B. Freiberg (Merck): As a quality-oriented company, Merck is fully committed to GMP. That's why we made a significant investment in our brand-new GMP plant in Darmstadt, Germany. The entire facility is designed to ensure the highest possible standards of quality and safety. And with three production lines, we're confident we can keep pace with demand for years to come.
D. Pearson (Novozymes): The manufacture of excipients according to GMP principles is critical to assure safety, quality and consistency not only of the excipients but also the final drug product. GMP is a requirement for almost every component of the drug, including the API and packaging materials.
The current lack of requirements for GMP principles to be applied to the manufacture of excipients seems to be counter-intuitive with the GMP requirements for APIs, as excipients can often make up a greater constituent of the final drug product.
Concerns over contamination of the drug products with viruses or transmissible encephalopathies (TSE) and the risk of substitution or contamination of the excipient with erroneous material have seen a push toward GMP requirements for excipients.
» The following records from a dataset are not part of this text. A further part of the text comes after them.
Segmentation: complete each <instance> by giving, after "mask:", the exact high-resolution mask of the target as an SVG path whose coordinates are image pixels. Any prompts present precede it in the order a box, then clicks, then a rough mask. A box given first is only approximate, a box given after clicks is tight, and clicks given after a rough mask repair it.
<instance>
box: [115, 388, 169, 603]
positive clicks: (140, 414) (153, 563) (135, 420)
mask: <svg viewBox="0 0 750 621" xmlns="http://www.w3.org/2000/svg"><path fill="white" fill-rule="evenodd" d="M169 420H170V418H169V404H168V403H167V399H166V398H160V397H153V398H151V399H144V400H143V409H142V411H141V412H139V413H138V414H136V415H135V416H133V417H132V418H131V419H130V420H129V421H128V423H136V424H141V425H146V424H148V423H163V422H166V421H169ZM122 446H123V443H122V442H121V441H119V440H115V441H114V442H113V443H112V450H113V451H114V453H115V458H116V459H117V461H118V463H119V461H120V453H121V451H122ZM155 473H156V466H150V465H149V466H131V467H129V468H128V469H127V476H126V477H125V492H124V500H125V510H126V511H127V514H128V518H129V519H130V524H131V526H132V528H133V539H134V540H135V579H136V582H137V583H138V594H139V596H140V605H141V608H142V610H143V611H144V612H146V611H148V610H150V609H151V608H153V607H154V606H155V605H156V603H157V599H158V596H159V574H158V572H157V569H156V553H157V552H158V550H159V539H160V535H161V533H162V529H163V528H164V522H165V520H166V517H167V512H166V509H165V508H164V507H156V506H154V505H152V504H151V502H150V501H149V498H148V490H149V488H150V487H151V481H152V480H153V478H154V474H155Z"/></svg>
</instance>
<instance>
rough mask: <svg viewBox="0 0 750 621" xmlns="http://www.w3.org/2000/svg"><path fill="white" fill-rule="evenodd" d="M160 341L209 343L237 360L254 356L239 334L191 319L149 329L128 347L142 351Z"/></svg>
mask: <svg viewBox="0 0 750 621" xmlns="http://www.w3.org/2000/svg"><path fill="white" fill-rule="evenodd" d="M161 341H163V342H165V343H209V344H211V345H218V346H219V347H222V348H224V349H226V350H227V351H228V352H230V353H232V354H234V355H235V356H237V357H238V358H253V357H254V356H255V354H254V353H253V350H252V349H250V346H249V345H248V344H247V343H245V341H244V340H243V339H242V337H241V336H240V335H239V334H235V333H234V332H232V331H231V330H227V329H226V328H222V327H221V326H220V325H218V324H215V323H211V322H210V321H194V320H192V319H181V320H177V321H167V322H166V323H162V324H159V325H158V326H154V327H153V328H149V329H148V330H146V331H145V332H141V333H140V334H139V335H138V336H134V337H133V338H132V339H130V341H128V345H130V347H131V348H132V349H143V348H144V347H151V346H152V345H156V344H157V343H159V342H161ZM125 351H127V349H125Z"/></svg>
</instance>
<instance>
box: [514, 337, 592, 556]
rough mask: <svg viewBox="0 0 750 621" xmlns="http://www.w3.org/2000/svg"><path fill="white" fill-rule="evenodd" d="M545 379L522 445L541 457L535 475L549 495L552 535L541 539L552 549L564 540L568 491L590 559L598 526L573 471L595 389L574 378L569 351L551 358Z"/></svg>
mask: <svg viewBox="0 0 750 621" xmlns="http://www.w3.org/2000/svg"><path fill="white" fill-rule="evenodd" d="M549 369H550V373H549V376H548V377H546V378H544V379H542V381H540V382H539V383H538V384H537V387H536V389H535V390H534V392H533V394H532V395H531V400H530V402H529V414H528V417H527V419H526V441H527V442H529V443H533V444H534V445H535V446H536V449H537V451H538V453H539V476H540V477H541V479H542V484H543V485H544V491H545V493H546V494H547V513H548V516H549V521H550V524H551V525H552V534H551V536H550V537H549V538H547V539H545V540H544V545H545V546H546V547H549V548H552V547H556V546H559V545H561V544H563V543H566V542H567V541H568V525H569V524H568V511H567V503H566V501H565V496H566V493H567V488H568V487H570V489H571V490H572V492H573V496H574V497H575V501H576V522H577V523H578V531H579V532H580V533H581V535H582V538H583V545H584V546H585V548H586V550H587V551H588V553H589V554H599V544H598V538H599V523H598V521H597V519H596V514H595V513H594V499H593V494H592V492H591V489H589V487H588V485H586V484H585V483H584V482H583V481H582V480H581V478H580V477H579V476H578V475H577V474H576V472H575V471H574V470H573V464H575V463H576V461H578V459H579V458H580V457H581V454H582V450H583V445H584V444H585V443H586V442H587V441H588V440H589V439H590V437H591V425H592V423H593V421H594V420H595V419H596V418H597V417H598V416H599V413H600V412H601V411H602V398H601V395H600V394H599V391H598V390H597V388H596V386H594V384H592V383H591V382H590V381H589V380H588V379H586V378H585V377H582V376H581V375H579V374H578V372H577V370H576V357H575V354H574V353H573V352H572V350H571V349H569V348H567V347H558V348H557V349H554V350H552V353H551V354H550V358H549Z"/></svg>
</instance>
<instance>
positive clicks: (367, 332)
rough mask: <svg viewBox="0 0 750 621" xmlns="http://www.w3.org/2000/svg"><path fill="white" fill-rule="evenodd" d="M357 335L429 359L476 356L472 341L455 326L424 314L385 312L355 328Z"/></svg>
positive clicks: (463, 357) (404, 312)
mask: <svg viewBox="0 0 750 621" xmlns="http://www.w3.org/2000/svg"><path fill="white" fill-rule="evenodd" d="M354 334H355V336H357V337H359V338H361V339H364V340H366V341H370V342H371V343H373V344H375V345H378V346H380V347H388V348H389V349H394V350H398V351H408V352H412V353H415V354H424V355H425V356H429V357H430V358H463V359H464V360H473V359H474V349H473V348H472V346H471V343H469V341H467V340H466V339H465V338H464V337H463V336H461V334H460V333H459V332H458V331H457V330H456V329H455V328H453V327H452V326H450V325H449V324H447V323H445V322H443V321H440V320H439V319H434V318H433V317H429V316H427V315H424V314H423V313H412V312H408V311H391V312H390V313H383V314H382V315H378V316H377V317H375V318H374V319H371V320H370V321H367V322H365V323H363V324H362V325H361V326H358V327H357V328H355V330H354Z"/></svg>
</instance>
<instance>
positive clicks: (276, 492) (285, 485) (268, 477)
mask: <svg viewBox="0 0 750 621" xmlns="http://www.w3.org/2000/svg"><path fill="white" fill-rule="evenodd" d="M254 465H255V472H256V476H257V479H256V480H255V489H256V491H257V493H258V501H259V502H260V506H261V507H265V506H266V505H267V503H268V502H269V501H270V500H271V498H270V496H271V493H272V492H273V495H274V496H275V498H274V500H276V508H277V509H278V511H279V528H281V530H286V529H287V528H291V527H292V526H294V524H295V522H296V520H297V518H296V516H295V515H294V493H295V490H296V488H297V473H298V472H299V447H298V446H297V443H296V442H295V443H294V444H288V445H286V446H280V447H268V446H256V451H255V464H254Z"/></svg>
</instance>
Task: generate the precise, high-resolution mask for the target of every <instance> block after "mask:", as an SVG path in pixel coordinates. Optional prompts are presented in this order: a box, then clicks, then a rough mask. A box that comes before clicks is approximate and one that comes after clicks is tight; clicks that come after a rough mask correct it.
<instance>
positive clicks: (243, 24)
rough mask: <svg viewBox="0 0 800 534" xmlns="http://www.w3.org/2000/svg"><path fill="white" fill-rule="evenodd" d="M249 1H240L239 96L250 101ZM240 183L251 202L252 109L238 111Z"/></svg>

Recently, the International Conference on Harmonization GMP standard ICH/Q7A4. Directive 2004/27/EC specifically mandated the implementation of GMP for "certain excipients" including, excipients prepared from materials derived from a TSE-relevant animal species and excipients derived from animal sourced material.
Manufacturing according to GMP principles ensures batch to batch consistency at the highest quality standard. Novozymes is committed to product safety and quality and therefore applies GMP principles in the manufacture of their excipient products.
Strategy
B. Fritzsching (Beneo-Palatinit): There might be nothing wrong with many excipients from the East. Over time, most excipient suppliers from the East will meet all standards and requirements, since the market demands strict implementation of GMP standards.
However, it not just the excipient as such that makes the difference; it is the continuous improvement of services and trustful excipient functionality, high quality standards, IP protection and service package which makes an excipient supplier superior. This is in particular true for multifunctional excipients.
B. Freiberg (Merck): Simple: Instead of importing low-grade ingredients, we export our own high standards instead. Take China, for instance: Their own exports may not always be of the finest quality, yet when it comes to excipients, the standards they set for the domestic market are surprisingly strict. In fact, they are as equally demanding as in the West.
D. Pearson (Novozymes): Over recent years, there have been concerns regarding the quality and safety of excipients manufactured in China.
Novozymes has over 20 years experience in operating facilities in China, being the first Western biotech company to establish a wholly owned operation in the area. We have recently started construction of a hyaluronic acid (HA) facility which will be the world's first HA manufactured in an animal-free, solvent free environment. The facility will be run in full compliance to ICH/Q7 guidelines for API manufacturing and will represent a state of the art facility for HA cGMP production.
Quality and safety of Novozymes products is paramount and significant measures are taken to ensure that they are not compromised by manufacturing locations. Selection of the highest quality raw materials, equipment, and highly skilled, international personnel is also crucial to the success of the manufacturing facility no matter where the location.
On completion of the facility, the U.S. Food and Drug Administration (FDA), as well as other international regulatory agencies will audit prior to operation with customer audits also expected.
It is through regulatory compliance and manufacturing to the highest quality standards that ensures product safety, quality and consistency.